20240046677. TEXT BLOCK SEGMENTATION simplified abstract (INTERNATIONAL BUSINESS MACHINES CORPORATION)
Contents
TEXT BLOCK SEGMENTATION
Organization Name
INTERNATIONAL BUSINESS MACHINES CORPORATION
Inventor(s)
Hai Cheng Wang of Beijing (CN)
Rajesh M. Desai of San Jose CA (US)
TEXT BLOCK SEGMENTATION - A simplified explanation of the abstract
This abstract first appeared for US patent application 20240046677 titled 'TEXT BLOCK SEGMENTATION
Simplified Explanation
The computer-implemented method described in the patent application involves segmenting text blocks based on a comparison of semantic information and predefined types of text block segmentation patterns. The method includes determining a segmentation pattern, calculating a degree of confidence in the size of the segmented text block, and determining if the size is non-optimal based on a predetermined threshold.
- The method segments text blocks based on semantic information and predefined patterns.
- It calculates a degree of confidence in the size of the segmented text block.
- It determines if the size of the segmented text block is non-optimal.
- The method utilizes a graph to indicate the types of text block segmentation patterns.
- Semantic entities associated with the segmented text block are compared with semantic entities indicated by leaf nodes stemming from a non-leaf node in the graph.
- The method aims to improve the accuracy of text block segmentation.
Potential Applications:
- Text analysis and processing in various industries such as legal, finance, and healthcare.
- Document management systems to enhance organization and retrieval of information.
- Natural language processing applications for improved understanding and extraction of text content.
Problems Solved:
- Inaccurate or suboptimal text block segmentation in automated systems.
- Difficulty in accurately determining the size and boundaries of text blocks.
- Challenges in extracting meaningful information from unstructured text.
Benefits:
- Improved accuracy in segmenting text blocks based on semantic information.
- Enhanced efficiency in text analysis and processing.
- Better organization and retrieval of information from documents.
- Increased understanding and extraction of relevant content from unstructured text.

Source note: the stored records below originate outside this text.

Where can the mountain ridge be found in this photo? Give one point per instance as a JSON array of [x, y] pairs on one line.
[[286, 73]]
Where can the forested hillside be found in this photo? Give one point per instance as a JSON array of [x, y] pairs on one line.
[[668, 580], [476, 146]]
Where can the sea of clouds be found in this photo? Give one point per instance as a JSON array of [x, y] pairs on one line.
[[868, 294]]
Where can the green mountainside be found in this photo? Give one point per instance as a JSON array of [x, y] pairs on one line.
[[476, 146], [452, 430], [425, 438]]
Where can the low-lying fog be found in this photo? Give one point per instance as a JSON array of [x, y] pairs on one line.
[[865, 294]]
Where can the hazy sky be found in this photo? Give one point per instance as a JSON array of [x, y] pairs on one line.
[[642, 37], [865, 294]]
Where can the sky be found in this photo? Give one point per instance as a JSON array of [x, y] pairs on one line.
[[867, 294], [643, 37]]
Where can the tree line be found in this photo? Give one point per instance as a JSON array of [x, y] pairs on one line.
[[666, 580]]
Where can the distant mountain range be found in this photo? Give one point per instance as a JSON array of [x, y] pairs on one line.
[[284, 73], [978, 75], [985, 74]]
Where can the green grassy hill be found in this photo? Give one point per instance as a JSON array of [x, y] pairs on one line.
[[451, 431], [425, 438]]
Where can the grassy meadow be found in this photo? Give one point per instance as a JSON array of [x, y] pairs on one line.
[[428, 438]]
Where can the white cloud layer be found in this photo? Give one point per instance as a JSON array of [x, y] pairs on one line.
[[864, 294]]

Original Abstract Submitted
a computer-implemented method for text block segmentation includes determining a first text block segmentation pattern utilized to generate a segmented text block based, at least in part, on a comparison of semantic information associated with the segmented text block and a plurality of predefined types of text block segmentation patterns indicated by a graph; calculating a first degree of confidence in a size of the segmented text block based, at least in part, on comparing semantic entities associated with the segmented text block with semantic entities indicated by leaf nodes stemming from a first non-leaf node included in the graph and representative of the first type of text block segmentation pattern; and determining that the size of the segmented text block is non-optimal based on the calculated degree of confidence in the size of the segmented text block being below a predetermined threshold.